The former Long Island congressman said his main focus right now is helping out candidates for local office this year “who helped us during last year’s race.”

Zeldin 'keeping an eye' on run versus Gillibrand

ALBANY, N.Y. — Former Rep. Lee Zeldin acknowledges that a potential run against Sen. Kirsten Gillibrand would be an uphill battle, but the Republican isn’t completely ruling out a campaign against her in 2024.

“We’ll keep an eye on the race,” Zeldin said while at the state Capitol on Monday to visit with lawmakers. “If we did run, it would be an extremely competitive race.”

The former Long Island congressman received nearly 47 percent of the vote against Gov. Kathy Hochul last November, the best performance by a Republican gubernatorial candidate in the solidly-blue state in two decades.

He has since launched a federal PAC, raising questions about what he might do next.

That includes the possibility Zeldin will challenge Gillibrand as she seeks a third full term in the Senate in 2024. The two have publicly criticized each other in recent months, and Gillibrand has raised money off the possibility he might enter the race.

“It was something that I was giving no thought to, but she was trying to fundraise.

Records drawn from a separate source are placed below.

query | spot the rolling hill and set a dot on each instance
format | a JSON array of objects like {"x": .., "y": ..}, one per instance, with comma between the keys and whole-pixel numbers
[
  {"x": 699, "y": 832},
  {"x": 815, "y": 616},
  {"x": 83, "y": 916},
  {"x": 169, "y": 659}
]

And the best way to fundraise in the first quarter of 2023 was to speak about a viable opponent,” Zeldin said in an interview before joining former presidential advisor Kellyanne Conway at a dinner for the New York State Federation of Republican Women near Albany.

Zeldin said his main focus right now is helping out candidates for local office this year “who helped us during last year’s race.” He’s spent recent weeks traveling the state to campaign with the candidates “and that’s where the focus will remain” for the moment.

“We’ll see how the race shapes up,” he said of the possibility of challenging Gillibrand. But he acknowledged that “there’s even more of a Democratic-favored turnout” in a presidential election year than in a midterm like the one in which he led the GOP ticket in 2022.

Rumors of high-profile challengers against Gillibrand have emerged each of the three times she has previously appeared on the ballot since ex-Gov. David Paterson appointed her to the Senate in 2009. But none has ever emerged, and she’s had some of the best-ever performances by a statewide candidate in New York’s history.

Democratic Rep. Alexandria Ocasio-Cortez’s team recently confirmed to POLITICO that she would not be joining that Senate race next year.

“We feel it’s important to have a very strong total ticket next year,” state Conservative Party Chair Gerard Kassar said on Monday. “President and Congress obviously are going to be important, but we don’t intend to have a middle piece there that isn’t [a strong challenger].”

Kassar would be open to “anything that Lee is interested in in terms of elective office,” but he said he has not yet had serious conversations on a potential Zeldin candidacy for Senate.